La tentativa de Robbe-Grillet
Entonces, yo tendría más o menos diez años pero lo recuerdo con claridad, tal vez porque no conseguí entenderlo. El chiste venía en una de las revistas que recibían entonces mis padres, una revista intelectual al estilo de Crisis que, junto con el cine club de medianoche y La Botica del Ángel, los marcaba como parte de la gente interesada en el arte a fines de la década de 1960. Era un dibujo en el que se veía a un hombre parado sobre las manos con las piernas enroscadas alrededor del cuello y un libro abierto en el suelo frente a sus ojos. Abajo, estaban escritas las siguientes palabras, totalmente incomprensibles para mí: “Así se lee a Robbe-Grillet”. Y es que, en esos días, Robbe-Grillet era parte de la “intelectualidad”. Había que leerlo aunque fuera sólo para tener derecho a decir “Lo lamento, no me gusta nada”, que, entre paréntesis, fue lo que dijo mamá después de intentar con Los celos, donde se describe objeto tras objeto con una minuciosidad tremenda que nunca llega a la acción, en ese recurso que el crítico Michel Contat definió como “hipertrofia de la mirada”.

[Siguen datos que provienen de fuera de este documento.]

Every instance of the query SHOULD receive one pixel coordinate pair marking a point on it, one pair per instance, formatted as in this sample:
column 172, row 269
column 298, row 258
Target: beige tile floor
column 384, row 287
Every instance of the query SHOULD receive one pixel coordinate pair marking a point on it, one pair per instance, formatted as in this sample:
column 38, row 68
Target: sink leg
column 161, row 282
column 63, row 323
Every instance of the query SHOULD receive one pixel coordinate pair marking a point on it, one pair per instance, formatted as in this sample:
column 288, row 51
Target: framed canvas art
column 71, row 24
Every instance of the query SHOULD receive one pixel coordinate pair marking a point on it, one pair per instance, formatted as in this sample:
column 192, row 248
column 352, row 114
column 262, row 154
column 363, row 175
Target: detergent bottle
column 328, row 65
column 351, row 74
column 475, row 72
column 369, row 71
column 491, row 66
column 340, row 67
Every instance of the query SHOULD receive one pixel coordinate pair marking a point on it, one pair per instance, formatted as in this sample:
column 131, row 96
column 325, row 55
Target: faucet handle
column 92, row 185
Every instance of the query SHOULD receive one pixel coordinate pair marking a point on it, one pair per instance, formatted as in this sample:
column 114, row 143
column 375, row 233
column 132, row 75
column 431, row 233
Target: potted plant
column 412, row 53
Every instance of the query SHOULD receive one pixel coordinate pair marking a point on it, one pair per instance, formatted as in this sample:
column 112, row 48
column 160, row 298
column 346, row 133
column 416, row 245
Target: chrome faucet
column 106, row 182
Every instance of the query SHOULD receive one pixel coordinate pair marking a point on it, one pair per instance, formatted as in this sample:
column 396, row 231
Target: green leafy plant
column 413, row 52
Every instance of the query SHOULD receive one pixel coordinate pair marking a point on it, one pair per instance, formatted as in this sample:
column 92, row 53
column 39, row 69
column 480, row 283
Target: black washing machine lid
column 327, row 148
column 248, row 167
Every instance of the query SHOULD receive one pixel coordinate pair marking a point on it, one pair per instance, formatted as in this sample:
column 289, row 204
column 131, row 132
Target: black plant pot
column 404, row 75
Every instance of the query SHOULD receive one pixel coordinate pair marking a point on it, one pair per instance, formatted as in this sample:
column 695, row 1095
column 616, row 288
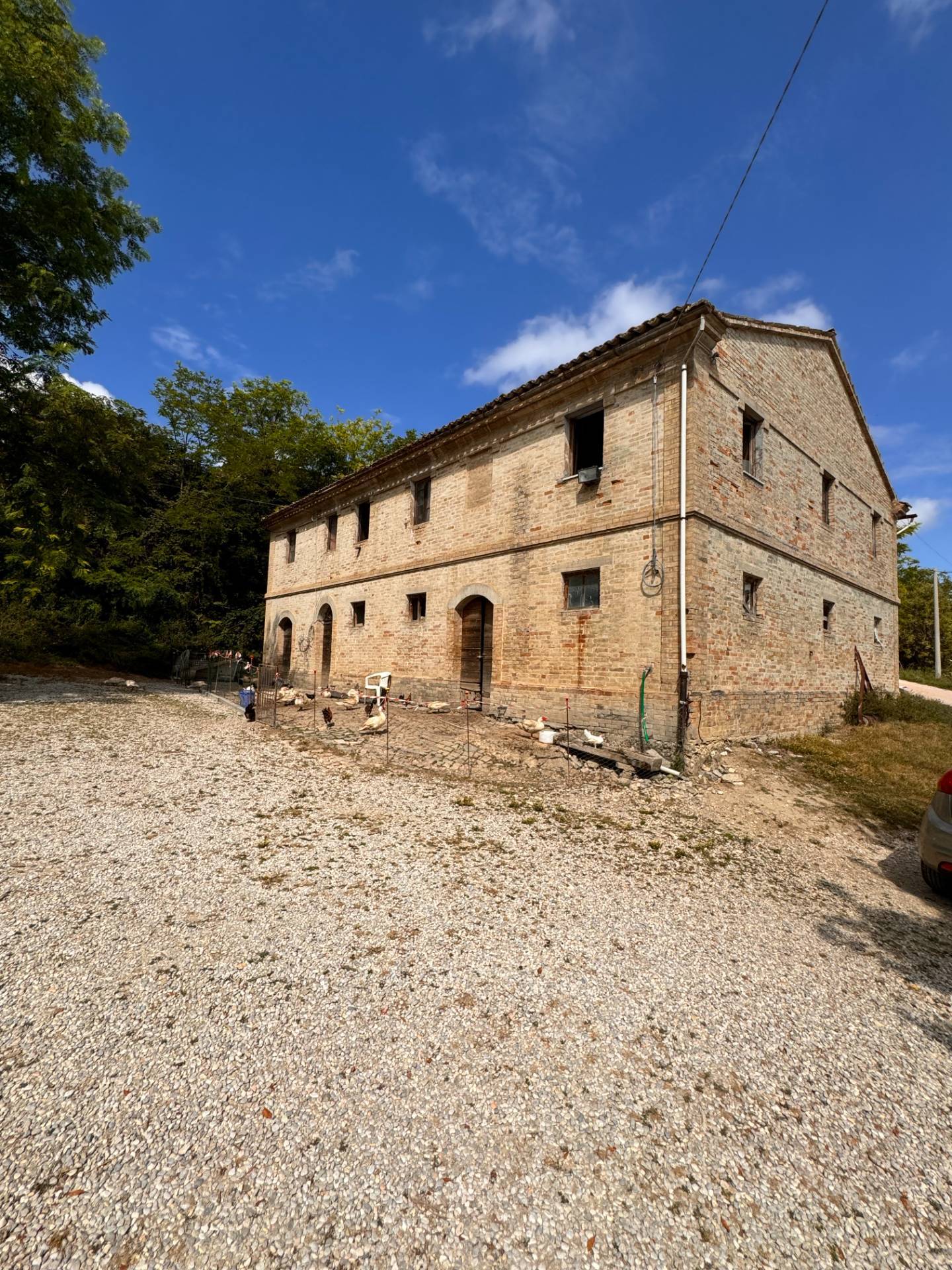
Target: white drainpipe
column 682, row 508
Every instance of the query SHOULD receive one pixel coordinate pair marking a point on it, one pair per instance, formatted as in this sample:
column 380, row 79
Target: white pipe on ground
column 683, row 507
column 682, row 521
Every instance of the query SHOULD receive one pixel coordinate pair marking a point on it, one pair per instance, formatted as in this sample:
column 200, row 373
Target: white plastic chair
column 377, row 685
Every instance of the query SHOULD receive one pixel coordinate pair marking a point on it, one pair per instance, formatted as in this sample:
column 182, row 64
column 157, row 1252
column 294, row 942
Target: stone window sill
column 567, row 480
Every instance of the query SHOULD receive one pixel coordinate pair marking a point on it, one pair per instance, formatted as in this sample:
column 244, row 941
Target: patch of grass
column 888, row 771
column 899, row 708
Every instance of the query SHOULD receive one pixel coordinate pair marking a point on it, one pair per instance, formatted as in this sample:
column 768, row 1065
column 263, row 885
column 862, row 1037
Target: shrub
column 899, row 708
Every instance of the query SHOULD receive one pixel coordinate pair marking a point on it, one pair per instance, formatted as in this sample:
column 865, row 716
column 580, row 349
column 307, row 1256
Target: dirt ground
column 276, row 1006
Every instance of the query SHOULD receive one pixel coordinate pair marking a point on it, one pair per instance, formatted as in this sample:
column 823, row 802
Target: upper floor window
column 587, row 435
column 753, row 444
column 364, row 523
column 583, row 589
column 422, row 501
column 752, row 591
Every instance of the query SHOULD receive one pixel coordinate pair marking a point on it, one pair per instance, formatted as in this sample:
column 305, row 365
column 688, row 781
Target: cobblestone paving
column 272, row 1009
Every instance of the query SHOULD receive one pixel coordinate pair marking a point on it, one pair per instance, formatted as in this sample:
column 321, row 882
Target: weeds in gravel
column 885, row 773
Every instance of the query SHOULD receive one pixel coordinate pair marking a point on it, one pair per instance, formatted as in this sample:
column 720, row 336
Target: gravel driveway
column 268, row 1009
column 927, row 690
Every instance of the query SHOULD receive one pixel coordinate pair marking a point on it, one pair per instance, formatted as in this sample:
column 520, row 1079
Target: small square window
column 364, row 523
column 753, row 444
column 752, row 592
column 583, row 589
column 587, row 433
column 422, row 501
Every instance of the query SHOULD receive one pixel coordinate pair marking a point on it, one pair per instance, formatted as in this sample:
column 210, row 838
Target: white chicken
column 375, row 723
column 532, row 724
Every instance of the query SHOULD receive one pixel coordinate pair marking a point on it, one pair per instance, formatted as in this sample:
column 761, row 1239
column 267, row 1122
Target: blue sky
column 413, row 206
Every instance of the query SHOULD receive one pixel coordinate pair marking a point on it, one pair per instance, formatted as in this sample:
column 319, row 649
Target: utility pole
column 936, row 633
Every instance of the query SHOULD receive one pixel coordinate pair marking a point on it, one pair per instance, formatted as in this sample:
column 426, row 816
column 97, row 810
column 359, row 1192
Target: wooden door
column 327, row 640
column 476, row 650
column 285, row 647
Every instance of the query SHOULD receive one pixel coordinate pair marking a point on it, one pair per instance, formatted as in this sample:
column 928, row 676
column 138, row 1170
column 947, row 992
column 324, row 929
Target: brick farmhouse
column 699, row 494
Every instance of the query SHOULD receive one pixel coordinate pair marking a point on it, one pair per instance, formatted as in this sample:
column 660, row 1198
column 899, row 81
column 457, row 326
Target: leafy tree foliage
column 916, row 613
column 122, row 540
column 65, row 228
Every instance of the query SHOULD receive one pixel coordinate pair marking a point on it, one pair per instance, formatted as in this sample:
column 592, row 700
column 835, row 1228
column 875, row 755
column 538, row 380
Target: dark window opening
column 753, row 444
column 752, row 591
column 364, row 523
column 583, row 589
column 587, row 437
column 422, row 501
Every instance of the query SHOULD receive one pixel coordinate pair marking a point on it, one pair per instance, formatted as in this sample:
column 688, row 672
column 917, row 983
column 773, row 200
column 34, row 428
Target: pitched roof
column 560, row 372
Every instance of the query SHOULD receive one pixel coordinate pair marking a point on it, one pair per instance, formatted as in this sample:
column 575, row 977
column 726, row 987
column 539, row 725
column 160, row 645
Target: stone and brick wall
column 778, row 671
column 506, row 524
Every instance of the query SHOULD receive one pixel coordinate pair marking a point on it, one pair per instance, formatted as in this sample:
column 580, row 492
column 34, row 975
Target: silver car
column 936, row 839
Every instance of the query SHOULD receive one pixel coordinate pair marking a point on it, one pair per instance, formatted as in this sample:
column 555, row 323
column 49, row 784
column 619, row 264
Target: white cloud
column 537, row 23
column 757, row 299
column 916, row 355
column 507, row 216
column 180, row 342
column 916, row 17
column 928, row 511
column 551, row 339
column 91, row 386
column 321, row 276
column 188, row 347
column 801, row 313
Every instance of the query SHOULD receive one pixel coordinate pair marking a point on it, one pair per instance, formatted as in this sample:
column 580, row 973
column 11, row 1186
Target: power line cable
column 757, row 151
column 746, row 172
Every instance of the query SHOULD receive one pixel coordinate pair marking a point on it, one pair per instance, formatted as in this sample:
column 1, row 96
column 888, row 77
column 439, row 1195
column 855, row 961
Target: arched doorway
column 325, row 616
column 476, row 648
column 286, row 633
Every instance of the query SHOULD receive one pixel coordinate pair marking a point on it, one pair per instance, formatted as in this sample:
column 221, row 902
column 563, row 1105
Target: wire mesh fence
column 222, row 673
column 393, row 730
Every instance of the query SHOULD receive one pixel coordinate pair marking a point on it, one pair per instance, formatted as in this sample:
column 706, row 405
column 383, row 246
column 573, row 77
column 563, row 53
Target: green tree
column 77, row 473
column 916, row 613
column 65, row 228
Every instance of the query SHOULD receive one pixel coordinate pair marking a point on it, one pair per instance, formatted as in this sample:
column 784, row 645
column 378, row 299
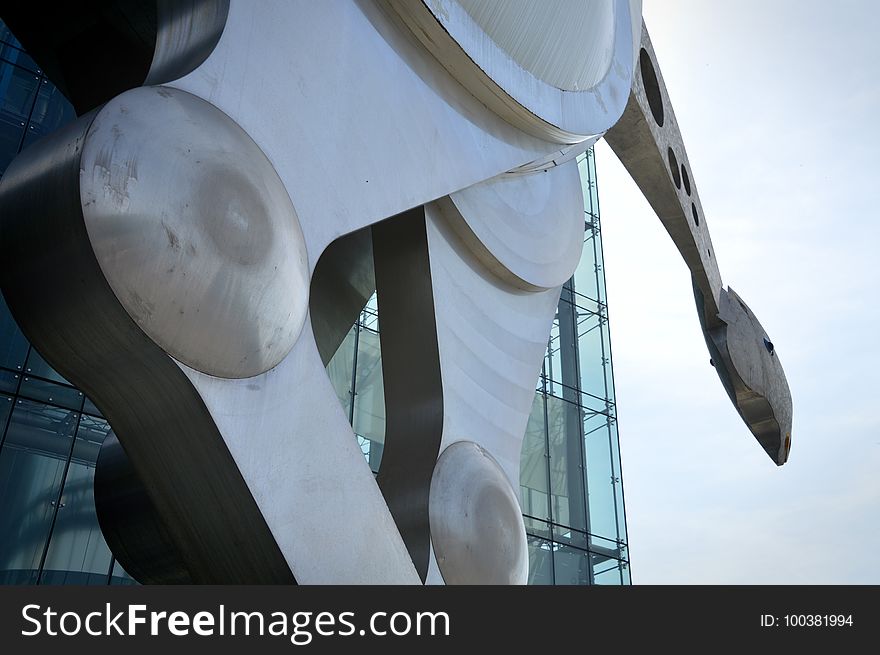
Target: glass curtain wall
column 50, row 433
column 571, row 485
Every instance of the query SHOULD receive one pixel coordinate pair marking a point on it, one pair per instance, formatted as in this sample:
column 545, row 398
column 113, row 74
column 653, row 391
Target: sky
column 778, row 102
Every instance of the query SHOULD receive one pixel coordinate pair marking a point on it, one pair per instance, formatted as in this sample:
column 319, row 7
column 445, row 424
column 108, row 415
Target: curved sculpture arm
column 648, row 143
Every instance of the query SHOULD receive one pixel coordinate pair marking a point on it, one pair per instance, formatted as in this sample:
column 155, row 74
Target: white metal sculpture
column 221, row 226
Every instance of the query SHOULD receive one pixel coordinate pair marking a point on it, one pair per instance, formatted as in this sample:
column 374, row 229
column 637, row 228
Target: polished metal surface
column 134, row 530
column 648, row 142
column 527, row 229
column 194, row 232
column 411, row 375
column 53, row 284
column 524, row 69
column 186, row 33
column 476, row 523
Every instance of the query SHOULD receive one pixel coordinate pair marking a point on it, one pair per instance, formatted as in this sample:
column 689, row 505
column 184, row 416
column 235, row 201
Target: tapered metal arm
column 648, row 143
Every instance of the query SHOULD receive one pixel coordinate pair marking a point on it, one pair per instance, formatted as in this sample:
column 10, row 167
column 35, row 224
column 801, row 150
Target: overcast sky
column 779, row 105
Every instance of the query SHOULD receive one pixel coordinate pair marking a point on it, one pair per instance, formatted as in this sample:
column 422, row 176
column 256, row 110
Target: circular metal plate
column 194, row 231
column 477, row 528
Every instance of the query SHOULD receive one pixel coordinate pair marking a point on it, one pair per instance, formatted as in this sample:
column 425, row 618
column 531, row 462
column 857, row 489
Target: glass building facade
column 50, row 433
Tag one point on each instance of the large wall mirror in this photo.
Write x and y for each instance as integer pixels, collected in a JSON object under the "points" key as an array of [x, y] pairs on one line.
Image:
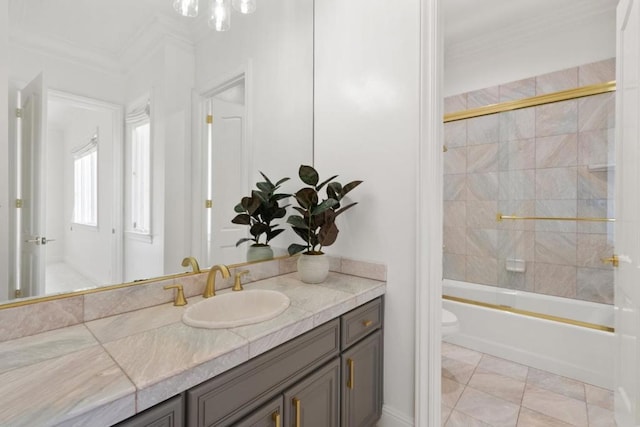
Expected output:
{"points": [[136, 131]]}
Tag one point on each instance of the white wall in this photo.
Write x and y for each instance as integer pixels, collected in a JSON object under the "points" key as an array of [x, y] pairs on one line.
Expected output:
{"points": [[367, 127], [476, 66], [4, 157]]}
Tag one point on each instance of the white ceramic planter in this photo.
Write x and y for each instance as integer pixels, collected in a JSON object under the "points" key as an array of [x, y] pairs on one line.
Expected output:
{"points": [[313, 268], [258, 253]]}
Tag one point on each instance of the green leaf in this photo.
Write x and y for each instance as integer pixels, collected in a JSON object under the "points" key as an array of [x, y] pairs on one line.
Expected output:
{"points": [[243, 219], [298, 221], [294, 248], [308, 175]]}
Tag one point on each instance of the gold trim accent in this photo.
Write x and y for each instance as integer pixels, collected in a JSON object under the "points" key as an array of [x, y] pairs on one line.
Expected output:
{"points": [[534, 101], [531, 314], [500, 217], [36, 300]]}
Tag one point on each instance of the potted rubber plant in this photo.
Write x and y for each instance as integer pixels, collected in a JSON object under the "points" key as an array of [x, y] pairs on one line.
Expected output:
{"points": [[315, 222], [258, 211]]}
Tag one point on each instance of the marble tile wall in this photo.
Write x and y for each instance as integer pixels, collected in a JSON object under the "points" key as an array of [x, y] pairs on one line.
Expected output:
{"points": [[550, 160], [31, 319]]}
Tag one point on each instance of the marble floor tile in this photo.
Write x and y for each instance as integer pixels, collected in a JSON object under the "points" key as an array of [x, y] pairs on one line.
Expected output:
{"points": [[600, 417], [488, 409], [459, 372], [504, 367], [459, 419], [599, 396], [555, 405], [529, 418], [451, 392], [497, 385], [461, 354], [556, 383]]}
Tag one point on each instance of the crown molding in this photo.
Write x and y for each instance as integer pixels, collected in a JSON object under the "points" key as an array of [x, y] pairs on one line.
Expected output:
{"points": [[517, 33]]}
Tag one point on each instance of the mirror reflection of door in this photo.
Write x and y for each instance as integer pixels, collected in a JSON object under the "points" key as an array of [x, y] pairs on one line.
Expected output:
{"points": [[65, 186], [227, 171]]}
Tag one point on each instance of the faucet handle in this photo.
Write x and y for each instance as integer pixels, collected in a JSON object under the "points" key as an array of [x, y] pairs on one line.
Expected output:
{"points": [[237, 285], [179, 300]]}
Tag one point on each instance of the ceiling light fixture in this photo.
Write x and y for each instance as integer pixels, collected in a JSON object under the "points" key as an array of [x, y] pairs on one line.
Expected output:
{"points": [[219, 17]]}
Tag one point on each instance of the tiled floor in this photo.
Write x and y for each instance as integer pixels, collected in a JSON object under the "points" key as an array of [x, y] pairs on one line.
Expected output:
{"points": [[479, 390]]}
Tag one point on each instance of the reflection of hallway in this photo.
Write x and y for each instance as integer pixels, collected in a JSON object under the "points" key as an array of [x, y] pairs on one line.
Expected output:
{"points": [[60, 277]]}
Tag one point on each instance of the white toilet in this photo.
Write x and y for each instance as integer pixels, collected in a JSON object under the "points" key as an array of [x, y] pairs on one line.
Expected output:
{"points": [[450, 323]]}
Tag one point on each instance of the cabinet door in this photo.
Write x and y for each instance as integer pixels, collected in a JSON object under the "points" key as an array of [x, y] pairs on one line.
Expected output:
{"points": [[313, 402], [166, 414], [269, 415], [362, 382]]}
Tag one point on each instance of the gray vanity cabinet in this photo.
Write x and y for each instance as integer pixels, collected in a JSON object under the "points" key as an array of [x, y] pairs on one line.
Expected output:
{"points": [[169, 413]]}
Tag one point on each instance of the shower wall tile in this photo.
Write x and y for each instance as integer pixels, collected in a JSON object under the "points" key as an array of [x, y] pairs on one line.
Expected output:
{"points": [[455, 214], [482, 97], [455, 103], [454, 266], [517, 208], [482, 186], [517, 154], [455, 160], [455, 240], [595, 208], [597, 72], [595, 148], [482, 242], [482, 158], [518, 124], [554, 279], [556, 151], [594, 284], [592, 248], [455, 134], [518, 185], [482, 214], [556, 183], [516, 244], [556, 248], [482, 270], [455, 186], [517, 90], [596, 112], [557, 81], [483, 130], [557, 119], [592, 184], [556, 208]]}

No hay ninguna duda de que Robbe-Grillet, que acaba de morir a los 85 de un infarto en un hospital de Caen, marcó a fuego la literatura francesa del siglo XX, y a través de ella, a muchos escritores del mundo influenciados por la cultura europea. El “noveau roman”, movimiento que él encabezó y describió en su libro de ensayos Por una nueva novela (1963) fue uno de los últimos coletazos de ese impresionante deseo de experimentación literaria que había empezado en la década de 1920, en el verdadero comienzo cultural del siglo, con autores como James Joyce, William Faulkner, T.S. Eliot y Virginia Wolf. Robbe-Grillet no estuvo solo en su país. Escritores como Marguerite Duras, Michel Butor, Nathaniel Sarraute, Claude Simon, Samuel Beckett, entre otros acompañaron el “nouveau roman”.